Chapter Enam

477 63 7
                                    

Astaga aku akhir2 ini lihat Jungkook kok makin ganteng banget ya 😭maskulin banget Fiksss

Aku baru saja selesai mengobrol dengan Yoonki di kedai. Dia datang, ingin memberikan tawaran membuka cabang baru di dekat kantornya, tapi aku menolak. Selain Menejemenya yang belum siap, Jung juga pasti tidak akan mengijinkan.

Bersamaan itu juga aku mengucapkan terimakasih atas semua yang di lakukan Yoonki untuk kedai ku. Dia dan adiknya turut menjadi latar belakan berdirinya usahaku, meskipun aku juga tau kenapa dia melakukan ini. Tentu ada alasan di baliknya.

Namun aku lega, pada akhirnya aku memberanikan diri melarang Yoonki untuk menaruh hati padaku. Aku berbicaranya sebagai istri dari seorang pria. Tidak mudah, karena hati seseorang itu tidak bisa di perintah semaunya. Terkadang kita sendiri yang memilikinya saja tidak bisa.

Yoonki orang yang berpendirian. Kurasa sejak masuk SMA sampai sekarang perasaanya padaku tidak berubah itu adalah hal yang luar biasa. Pira itu pintar dalam menjaga hati. Tapi, karena aku tau dia adalah pria yang baik, memang sudah seharusnya dia mendapatkan wanita yang lebih baik pula.

Sore ini, sebelum hujan turun lagi. Yoonki tersenyum dan melepaskanku dengan ikhlas. Pada akhirnya kami sama-sama lega.

"Kita tutup jam delapan malam. Tidak usah membuat adonan lagi, setelah semua kue matang kalian bisa pulang," ujarku masuk ke araea produksi.

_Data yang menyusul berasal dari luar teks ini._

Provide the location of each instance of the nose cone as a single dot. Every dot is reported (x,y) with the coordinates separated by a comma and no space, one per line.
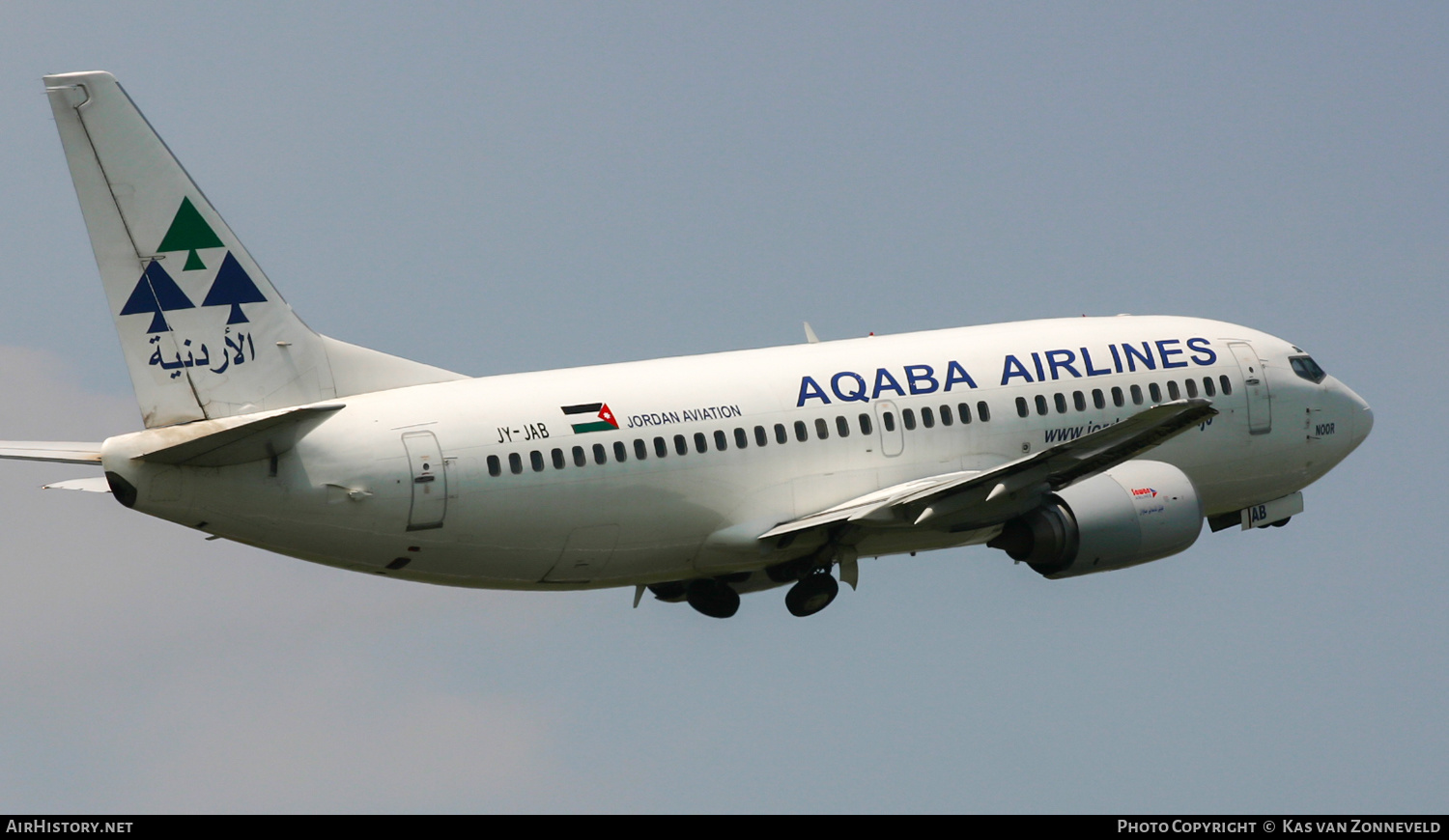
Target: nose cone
(1359,416)
(1362,423)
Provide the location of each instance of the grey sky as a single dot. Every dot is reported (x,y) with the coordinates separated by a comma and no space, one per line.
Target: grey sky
(512,187)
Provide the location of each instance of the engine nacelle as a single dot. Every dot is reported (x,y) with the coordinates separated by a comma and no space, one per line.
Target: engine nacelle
(1133,513)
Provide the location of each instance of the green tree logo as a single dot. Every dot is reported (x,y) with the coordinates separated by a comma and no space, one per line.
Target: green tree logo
(188,232)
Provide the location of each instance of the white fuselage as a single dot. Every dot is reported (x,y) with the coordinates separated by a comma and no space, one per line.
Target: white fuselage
(365,489)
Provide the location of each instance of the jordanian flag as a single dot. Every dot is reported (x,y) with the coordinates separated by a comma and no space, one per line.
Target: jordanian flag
(596,417)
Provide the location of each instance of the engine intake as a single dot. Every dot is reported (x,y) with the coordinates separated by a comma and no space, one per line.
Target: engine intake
(1133,513)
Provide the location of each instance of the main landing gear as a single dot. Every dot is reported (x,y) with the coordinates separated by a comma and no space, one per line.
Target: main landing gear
(712,597)
(811,594)
(814,590)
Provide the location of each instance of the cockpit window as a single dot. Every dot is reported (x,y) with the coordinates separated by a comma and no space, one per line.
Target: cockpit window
(1307,368)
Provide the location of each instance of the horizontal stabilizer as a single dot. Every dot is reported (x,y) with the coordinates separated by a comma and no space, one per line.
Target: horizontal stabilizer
(52,451)
(237,439)
(997,494)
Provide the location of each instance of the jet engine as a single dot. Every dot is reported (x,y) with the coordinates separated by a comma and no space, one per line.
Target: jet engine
(1133,513)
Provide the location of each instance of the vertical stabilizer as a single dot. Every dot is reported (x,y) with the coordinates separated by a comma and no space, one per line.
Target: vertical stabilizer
(203,330)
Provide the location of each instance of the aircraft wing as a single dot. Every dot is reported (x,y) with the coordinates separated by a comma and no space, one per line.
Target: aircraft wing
(52,451)
(970,498)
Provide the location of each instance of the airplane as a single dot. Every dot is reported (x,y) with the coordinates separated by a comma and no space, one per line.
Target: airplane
(1072,445)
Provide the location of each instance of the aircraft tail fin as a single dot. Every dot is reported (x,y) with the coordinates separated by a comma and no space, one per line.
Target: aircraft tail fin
(205,332)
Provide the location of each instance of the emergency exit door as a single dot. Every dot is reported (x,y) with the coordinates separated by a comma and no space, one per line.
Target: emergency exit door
(425,461)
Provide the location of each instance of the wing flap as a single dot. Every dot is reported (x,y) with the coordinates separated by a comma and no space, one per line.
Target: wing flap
(1010,489)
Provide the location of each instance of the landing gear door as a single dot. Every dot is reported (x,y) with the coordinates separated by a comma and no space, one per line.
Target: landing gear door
(425,462)
(1255,388)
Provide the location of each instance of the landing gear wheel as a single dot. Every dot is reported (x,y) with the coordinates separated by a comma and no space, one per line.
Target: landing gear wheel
(811,594)
(713,599)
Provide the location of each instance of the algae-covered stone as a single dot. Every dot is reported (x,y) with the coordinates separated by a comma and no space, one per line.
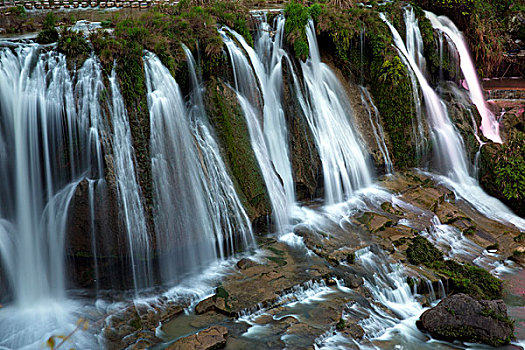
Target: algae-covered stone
(233,136)
(304,156)
(460,317)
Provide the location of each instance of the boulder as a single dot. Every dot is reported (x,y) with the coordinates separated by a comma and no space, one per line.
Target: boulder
(208,339)
(461,317)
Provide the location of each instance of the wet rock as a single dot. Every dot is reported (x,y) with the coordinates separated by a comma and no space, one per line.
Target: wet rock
(111,253)
(204,306)
(353,330)
(211,338)
(461,317)
(233,136)
(245,264)
(306,164)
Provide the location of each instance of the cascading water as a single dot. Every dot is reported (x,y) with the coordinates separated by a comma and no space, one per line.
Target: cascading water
(198,216)
(489,124)
(245,81)
(450,151)
(376,127)
(50,141)
(230,221)
(129,192)
(415,42)
(329,114)
(41,164)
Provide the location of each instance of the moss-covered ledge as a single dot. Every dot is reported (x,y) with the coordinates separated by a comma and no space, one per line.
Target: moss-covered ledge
(230,125)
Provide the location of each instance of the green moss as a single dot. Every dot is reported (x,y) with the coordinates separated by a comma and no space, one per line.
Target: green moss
(340,325)
(297,16)
(230,126)
(48,34)
(468,333)
(462,278)
(421,252)
(278,260)
(276,251)
(136,323)
(487,312)
(520,238)
(503,171)
(73,45)
(222,293)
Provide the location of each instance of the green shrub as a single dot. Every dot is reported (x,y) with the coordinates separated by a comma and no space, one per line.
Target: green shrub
(49,34)
(510,169)
(73,44)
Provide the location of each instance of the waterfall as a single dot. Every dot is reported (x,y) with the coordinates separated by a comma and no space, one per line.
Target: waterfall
(129,192)
(387,284)
(449,147)
(41,163)
(489,124)
(230,221)
(246,80)
(49,142)
(198,216)
(415,45)
(376,127)
(330,117)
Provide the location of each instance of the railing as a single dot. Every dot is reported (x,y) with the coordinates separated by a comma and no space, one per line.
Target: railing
(68,4)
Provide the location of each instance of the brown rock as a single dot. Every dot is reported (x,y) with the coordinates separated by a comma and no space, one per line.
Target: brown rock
(208,339)
(461,317)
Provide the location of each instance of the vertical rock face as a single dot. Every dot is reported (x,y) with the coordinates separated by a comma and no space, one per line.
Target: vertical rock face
(229,123)
(95,240)
(461,317)
(306,163)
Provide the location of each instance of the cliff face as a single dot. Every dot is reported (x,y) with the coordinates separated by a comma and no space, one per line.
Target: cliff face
(357,45)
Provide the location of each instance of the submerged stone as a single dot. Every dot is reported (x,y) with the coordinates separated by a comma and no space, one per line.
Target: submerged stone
(461,317)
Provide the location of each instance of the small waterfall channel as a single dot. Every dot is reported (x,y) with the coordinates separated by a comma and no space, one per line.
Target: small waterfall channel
(450,151)
(198,216)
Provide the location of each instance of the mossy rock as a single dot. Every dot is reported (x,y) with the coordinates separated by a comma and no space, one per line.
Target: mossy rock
(462,278)
(230,125)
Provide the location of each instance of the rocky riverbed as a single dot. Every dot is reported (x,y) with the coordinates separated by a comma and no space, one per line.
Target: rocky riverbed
(327,286)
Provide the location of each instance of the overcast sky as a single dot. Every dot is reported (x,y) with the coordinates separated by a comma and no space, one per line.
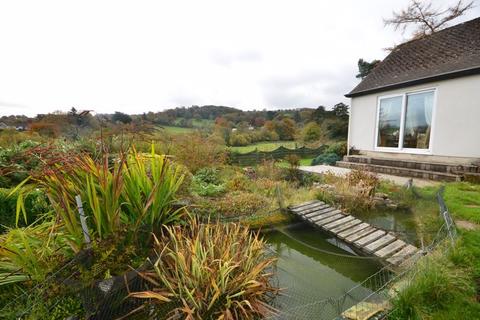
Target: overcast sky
(136,56)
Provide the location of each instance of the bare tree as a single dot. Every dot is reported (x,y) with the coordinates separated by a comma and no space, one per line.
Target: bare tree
(425,17)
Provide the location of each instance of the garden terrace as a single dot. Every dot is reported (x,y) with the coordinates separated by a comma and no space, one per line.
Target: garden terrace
(362,236)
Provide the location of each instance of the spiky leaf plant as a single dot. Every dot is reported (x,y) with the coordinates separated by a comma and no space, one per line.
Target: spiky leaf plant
(209,271)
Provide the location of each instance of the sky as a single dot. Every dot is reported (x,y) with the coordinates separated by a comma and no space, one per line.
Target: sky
(140,56)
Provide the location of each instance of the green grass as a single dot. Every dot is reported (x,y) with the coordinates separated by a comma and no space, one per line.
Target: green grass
(266,146)
(447,282)
(177,130)
(463,200)
(303,162)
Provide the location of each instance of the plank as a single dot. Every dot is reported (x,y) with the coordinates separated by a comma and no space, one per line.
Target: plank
(311,215)
(327,209)
(346,226)
(377,244)
(324,215)
(338,222)
(322,222)
(303,204)
(351,231)
(320,210)
(312,209)
(402,255)
(390,249)
(306,207)
(360,234)
(369,238)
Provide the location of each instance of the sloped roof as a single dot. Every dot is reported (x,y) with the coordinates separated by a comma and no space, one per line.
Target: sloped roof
(448,53)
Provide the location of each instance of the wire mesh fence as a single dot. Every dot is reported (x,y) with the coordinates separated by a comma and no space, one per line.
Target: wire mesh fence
(109,298)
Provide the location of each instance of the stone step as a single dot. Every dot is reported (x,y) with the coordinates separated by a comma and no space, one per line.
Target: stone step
(354,230)
(404,172)
(346,226)
(390,249)
(412,164)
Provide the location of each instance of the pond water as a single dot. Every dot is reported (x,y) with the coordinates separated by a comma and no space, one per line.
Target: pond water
(312,266)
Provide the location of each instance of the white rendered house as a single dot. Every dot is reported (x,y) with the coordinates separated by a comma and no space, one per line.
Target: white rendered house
(422,102)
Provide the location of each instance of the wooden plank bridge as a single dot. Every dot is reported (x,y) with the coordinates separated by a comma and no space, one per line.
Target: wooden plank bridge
(362,236)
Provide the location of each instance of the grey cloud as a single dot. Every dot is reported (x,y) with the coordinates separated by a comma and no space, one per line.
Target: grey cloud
(226,59)
(308,89)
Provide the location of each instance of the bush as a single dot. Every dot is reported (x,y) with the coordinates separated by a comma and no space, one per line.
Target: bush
(235,204)
(338,148)
(209,271)
(196,151)
(326,158)
(35,202)
(206,183)
(311,132)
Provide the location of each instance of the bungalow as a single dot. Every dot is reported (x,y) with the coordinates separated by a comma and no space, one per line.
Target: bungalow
(418,111)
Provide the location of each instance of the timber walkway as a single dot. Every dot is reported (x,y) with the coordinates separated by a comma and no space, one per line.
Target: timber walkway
(362,236)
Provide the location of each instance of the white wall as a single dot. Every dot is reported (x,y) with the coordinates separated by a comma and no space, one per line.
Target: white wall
(456,122)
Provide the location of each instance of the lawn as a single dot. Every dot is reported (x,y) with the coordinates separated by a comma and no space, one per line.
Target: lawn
(177,130)
(303,162)
(446,283)
(463,200)
(266,146)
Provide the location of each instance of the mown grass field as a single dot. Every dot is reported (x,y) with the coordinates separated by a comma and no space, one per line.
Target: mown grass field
(266,146)
(177,130)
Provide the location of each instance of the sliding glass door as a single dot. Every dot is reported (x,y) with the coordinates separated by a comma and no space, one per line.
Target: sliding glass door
(405,121)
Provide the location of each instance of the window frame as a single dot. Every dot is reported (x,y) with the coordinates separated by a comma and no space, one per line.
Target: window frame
(400,147)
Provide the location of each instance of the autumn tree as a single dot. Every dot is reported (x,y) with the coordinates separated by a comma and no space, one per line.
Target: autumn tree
(364,67)
(311,132)
(121,117)
(426,18)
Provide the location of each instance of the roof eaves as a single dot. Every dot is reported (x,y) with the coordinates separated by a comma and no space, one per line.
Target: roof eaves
(441,76)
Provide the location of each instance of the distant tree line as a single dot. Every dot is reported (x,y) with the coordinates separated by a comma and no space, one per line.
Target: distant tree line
(235,126)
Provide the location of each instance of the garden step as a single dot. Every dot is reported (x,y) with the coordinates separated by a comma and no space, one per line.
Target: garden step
(322,222)
(402,255)
(390,249)
(324,215)
(374,246)
(413,164)
(404,172)
(346,226)
(304,204)
(369,238)
(353,230)
(308,207)
(358,235)
(334,224)
(315,209)
(365,237)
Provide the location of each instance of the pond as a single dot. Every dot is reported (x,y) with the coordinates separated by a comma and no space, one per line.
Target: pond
(312,267)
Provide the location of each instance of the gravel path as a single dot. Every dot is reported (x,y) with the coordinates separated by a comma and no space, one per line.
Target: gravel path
(343,171)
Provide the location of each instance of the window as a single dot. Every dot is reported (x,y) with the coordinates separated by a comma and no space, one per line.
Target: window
(389,118)
(405,121)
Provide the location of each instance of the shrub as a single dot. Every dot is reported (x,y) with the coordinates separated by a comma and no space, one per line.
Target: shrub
(338,148)
(238,182)
(293,160)
(209,271)
(234,204)
(326,158)
(35,205)
(366,182)
(136,193)
(196,151)
(311,132)
(206,183)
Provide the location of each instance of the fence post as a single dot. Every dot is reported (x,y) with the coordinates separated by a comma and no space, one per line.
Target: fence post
(83,219)
(281,205)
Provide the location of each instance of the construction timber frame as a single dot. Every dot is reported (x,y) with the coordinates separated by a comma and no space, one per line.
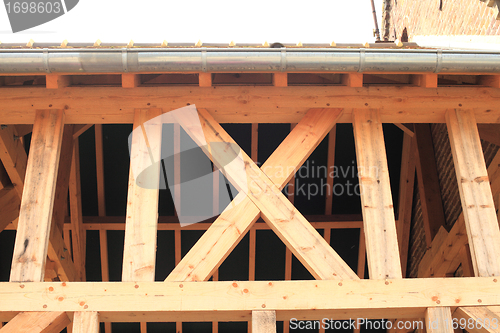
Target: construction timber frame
(48,295)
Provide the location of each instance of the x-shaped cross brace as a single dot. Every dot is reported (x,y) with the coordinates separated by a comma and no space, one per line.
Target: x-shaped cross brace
(263,196)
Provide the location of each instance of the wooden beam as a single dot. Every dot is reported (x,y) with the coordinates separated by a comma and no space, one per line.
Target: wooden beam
(438,320)
(376,199)
(406,187)
(13,156)
(250,104)
(407,298)
(30,251)
(205,79)
(9,206)
(280,79)
(216,244)
(475,192)
(86,322)
(478,319)
(75,203)
(37,322)
(428,183)
(354,80)
(139,257)
(285,220)
(131,80)
(55,81)
(425,80)
(263,321)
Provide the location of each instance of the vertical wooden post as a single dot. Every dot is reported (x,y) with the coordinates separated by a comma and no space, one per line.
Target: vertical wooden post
(139,257)
(86,322)
(475,192)
(263,321)
(376,198)
(30,251)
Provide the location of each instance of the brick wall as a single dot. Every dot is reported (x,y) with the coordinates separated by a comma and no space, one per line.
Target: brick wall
(449,192)
(424,17)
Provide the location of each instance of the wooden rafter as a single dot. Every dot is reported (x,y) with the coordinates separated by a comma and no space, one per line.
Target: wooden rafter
(233,104)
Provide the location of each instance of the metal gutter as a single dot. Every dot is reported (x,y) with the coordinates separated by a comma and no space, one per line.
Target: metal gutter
(151,60)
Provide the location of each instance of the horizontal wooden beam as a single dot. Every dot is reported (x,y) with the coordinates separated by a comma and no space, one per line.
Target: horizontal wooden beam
(129,301)
(250,104)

Para pegawai ku nampak bingung. Aku memahaminya, karena kedaiku hari ini terbilang cukup ramai. Bahkan buka sampai jam sepuluh pun tidak masalah, mereka juga tidak keberatan.

Namun sekali lagi banyak pertimbangan untuk hari ini. Mereka datang lebih awal pagi tadi karena ada banyak pesanan dari beberapa pegawai kantor yang sudah menjadi langganan. Kemarin mereka juga menyelesaikannya sendirian, perhitungan keuntungan juga menjadi sedikit terkendala karena aku tidak ada sampai toko tutup. Dan satu lagi, Jung juga sakit. Aku tidak bisa meninggalkan pria itu terlalu lama.

"Nona pulang dulu tidak papa. Kami akan menyelesaikannya," Sam berujar sembari memasukan adonan terakhir ke dalam oven.

"Benar Nona, kami tidak lelah," salah satu yang lain turut setuju.

"Tidak-tidak. Kalian harus istriaha. Kita tutup jam delapan."

"Tapi masih cukup ramai."

Aku menggeleng tegas, "Tutup jam delapan."

Pada akhirnya mereka mengangguk setuju. Sejujurnya bukan karena aku takut perhitungan hasil yang salah atau tidak percaya membiarkan Somi memegang mesin kasir dan bertanggung jawab terhadap uangku.

Aku hanya memikirkan mereka. Jika kedai ramai tak jarang mereka kehilangan waktu istirahat. Apa lagi para pelayan, mereka juga sering kelaparan karena jam makan yang terganggu akibat pelanggan yang datang. Aku hanya ingin memanusiakan pegawaiku.